MC3020 - Probability and Statistics
Welcome to Probability and Statistics!
Engineering today operates in an increasingly data-rich environment. This course is designed to introduce you to statistical concepts and methods which will encourage you to operate confidently and effectively in this environment. The course provides an introduction to the presentation, analysis and interpretation of quantitative data in an engineering context. Topics include the use of R program to construct graphical displays and calculate summary statistics, probability, confidence intervals, hypothesis testing, regression, and time series analysis.
Topics Statistics has two flavours: first, descriptive statistics, where we summarize observed data; and second, inferential statistics, where we make conclusions about the population the data are drawn from. Probability is the branch of mathematics that describes how samples randomly drawn from a population will behave, and provides the basis for connecting the data and the population from which it is drawn.
Many statistical concepts take time to understand and master. You have probably already met some statistical methods and can calculate averages and draw scatterplots, but you will still need to learn how to interpret them to give information about practical problems and this is best achieved by working through and thinking about a variety of examples. There is nothing special about statistical reasoning. Statistical tools supplement and refine our natural intuition and commonsense. When you are studying, try asking yourself why each conclusion makes sense. You may have to learn some techniques and definitions by rote when you first meet them, but it is useful to look for a pattern. Look back over each completed example to see how the statistical technique has refined your understanding of the problem. This is particularly important if you have a fear of numbers and symbols. Try looking at the problem, the data and the conclusion first, then try to understand how the technique has led from one to the other.

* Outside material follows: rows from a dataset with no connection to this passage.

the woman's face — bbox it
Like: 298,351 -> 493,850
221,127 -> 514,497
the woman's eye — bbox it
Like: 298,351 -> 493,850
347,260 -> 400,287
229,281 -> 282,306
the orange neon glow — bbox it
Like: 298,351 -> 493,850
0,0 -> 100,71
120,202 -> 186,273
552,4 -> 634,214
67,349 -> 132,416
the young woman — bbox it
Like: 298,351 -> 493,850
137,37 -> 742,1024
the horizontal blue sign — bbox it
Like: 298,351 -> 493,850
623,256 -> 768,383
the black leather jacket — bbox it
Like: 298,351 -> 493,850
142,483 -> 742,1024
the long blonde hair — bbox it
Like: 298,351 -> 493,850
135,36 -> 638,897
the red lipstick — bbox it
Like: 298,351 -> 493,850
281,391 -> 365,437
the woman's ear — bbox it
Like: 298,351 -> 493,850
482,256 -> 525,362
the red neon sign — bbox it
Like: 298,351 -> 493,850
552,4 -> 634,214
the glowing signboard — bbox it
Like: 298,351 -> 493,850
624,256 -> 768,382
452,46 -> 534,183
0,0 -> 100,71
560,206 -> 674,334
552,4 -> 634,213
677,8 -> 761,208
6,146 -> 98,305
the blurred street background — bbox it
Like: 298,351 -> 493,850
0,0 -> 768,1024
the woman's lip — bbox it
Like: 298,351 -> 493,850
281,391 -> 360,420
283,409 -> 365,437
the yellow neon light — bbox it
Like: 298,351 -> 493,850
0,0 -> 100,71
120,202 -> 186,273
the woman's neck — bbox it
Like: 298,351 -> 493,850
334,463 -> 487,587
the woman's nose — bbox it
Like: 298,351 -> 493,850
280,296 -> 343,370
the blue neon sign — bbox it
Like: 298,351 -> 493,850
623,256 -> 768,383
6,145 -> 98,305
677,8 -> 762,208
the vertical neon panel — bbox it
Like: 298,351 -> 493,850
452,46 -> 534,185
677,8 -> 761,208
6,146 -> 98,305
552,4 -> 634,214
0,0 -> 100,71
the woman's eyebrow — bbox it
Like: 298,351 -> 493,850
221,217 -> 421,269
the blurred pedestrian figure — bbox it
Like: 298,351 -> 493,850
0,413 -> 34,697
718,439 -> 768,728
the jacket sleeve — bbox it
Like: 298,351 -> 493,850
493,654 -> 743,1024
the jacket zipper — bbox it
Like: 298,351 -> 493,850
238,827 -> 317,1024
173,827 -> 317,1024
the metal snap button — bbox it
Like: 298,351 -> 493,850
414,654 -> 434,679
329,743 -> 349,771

The approach to understanding statistics is no different from any other subject. Plan ahead, work steadily and you can achieve maximum success for your effort. Please contact me if you have any questions about the teaching and learning format for this course.

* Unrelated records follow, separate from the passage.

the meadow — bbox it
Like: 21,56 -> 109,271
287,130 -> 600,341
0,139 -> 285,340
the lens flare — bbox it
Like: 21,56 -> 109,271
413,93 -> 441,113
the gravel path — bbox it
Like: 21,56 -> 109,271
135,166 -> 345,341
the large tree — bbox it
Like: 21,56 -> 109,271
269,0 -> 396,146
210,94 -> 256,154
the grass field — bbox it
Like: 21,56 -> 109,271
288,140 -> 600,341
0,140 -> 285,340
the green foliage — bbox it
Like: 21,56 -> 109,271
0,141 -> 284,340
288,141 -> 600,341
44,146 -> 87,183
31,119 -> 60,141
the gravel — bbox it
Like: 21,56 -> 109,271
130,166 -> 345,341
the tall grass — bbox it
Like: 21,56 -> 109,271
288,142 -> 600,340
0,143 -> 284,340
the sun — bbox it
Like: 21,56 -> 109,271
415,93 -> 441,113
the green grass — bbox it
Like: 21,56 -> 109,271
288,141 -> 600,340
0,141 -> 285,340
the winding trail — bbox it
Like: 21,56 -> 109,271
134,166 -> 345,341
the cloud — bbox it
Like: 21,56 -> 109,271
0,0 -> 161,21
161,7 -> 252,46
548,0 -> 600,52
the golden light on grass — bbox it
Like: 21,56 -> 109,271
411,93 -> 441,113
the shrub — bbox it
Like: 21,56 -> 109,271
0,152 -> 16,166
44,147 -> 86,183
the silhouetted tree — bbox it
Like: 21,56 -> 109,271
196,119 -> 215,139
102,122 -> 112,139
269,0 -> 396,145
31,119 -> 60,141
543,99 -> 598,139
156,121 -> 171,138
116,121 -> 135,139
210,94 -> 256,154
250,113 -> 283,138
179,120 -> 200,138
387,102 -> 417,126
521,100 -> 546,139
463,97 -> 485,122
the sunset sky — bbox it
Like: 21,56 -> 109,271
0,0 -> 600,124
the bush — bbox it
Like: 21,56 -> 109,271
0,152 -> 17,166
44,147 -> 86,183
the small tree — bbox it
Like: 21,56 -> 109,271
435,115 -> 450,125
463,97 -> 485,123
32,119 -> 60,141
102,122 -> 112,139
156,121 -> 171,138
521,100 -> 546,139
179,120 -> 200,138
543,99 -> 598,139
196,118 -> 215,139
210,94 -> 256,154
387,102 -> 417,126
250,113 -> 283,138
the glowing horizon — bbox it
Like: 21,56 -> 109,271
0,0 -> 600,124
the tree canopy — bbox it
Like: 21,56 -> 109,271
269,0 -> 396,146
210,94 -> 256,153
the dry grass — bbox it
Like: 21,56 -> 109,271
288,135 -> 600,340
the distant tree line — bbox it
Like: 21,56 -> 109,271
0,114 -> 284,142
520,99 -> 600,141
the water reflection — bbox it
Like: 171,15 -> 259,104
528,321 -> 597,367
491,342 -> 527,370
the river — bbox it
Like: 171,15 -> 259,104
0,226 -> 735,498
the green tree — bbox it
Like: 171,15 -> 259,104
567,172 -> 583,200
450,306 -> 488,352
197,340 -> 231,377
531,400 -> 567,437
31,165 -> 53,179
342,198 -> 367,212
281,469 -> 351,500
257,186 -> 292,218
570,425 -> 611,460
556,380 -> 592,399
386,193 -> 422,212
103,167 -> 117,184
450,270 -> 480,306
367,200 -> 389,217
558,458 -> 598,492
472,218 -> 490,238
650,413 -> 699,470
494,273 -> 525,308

You don’t need a strong mathematical background to succeed in this course. We teach you to use R to summarize, display and analyse data. We explore data collection techniques including sampling methods and experimental design. We introduce you to probability and statistical inference methods (confidence intervals, hypothesis testing and regression) with an emphasis on communicating results in context. We finish the course with time series analysis and quality management.
We hope you enjoy taking this course as much as we have enjoyed putting it together. We are keen to get feedback from you on things you like as well as anything you don’t like.
We wish you well in your studying.
Syllabus
Course Overview:
This course covers Basic Probability Concepts, Random Variables and Probability Distributions, Sampling Distributions and Basic Statistical Inference, Statistical Modelling, Curve Fitting and Interpolation and Time Series Analysis. Also, we will be introduced R programming language.
Expected outcomes:
Learning outcomes Students who successfully complete this course should be able to:
describe the basic concept of probability;
apply probability theory to solve real-world problems;
use statistical hypotheses for decision-making;
develop statistical models to explain a given process;
understand the concept of time series;
select appropriate time series models for industrial data.
Texts:
Introduction to Probability and Statistics for Engineers and Scientists / Sheldon M. Ross— 6th ed. ISBN 978-0-12-824346-6.
Probability and Statistics for Engineers and Scientists /Walpole et al. — 9th ed. ISBN 978-0-321-62911-1.
Software:
Evaluation:
The final letter grade for this course will be determined by each method of assessment weighted as follows:
- In course assessments (50%)
- Assignment (20%)
- Mid-semester assessment (30%)
- End of course examination (50%)
Attendance Policy:
Absence from lectures and/or tutorials shall not exceed \(20\%\). Students exceeding the \(20\%\) limit without an accepted medical or emergency excuse are not permitted to take part in the final examination.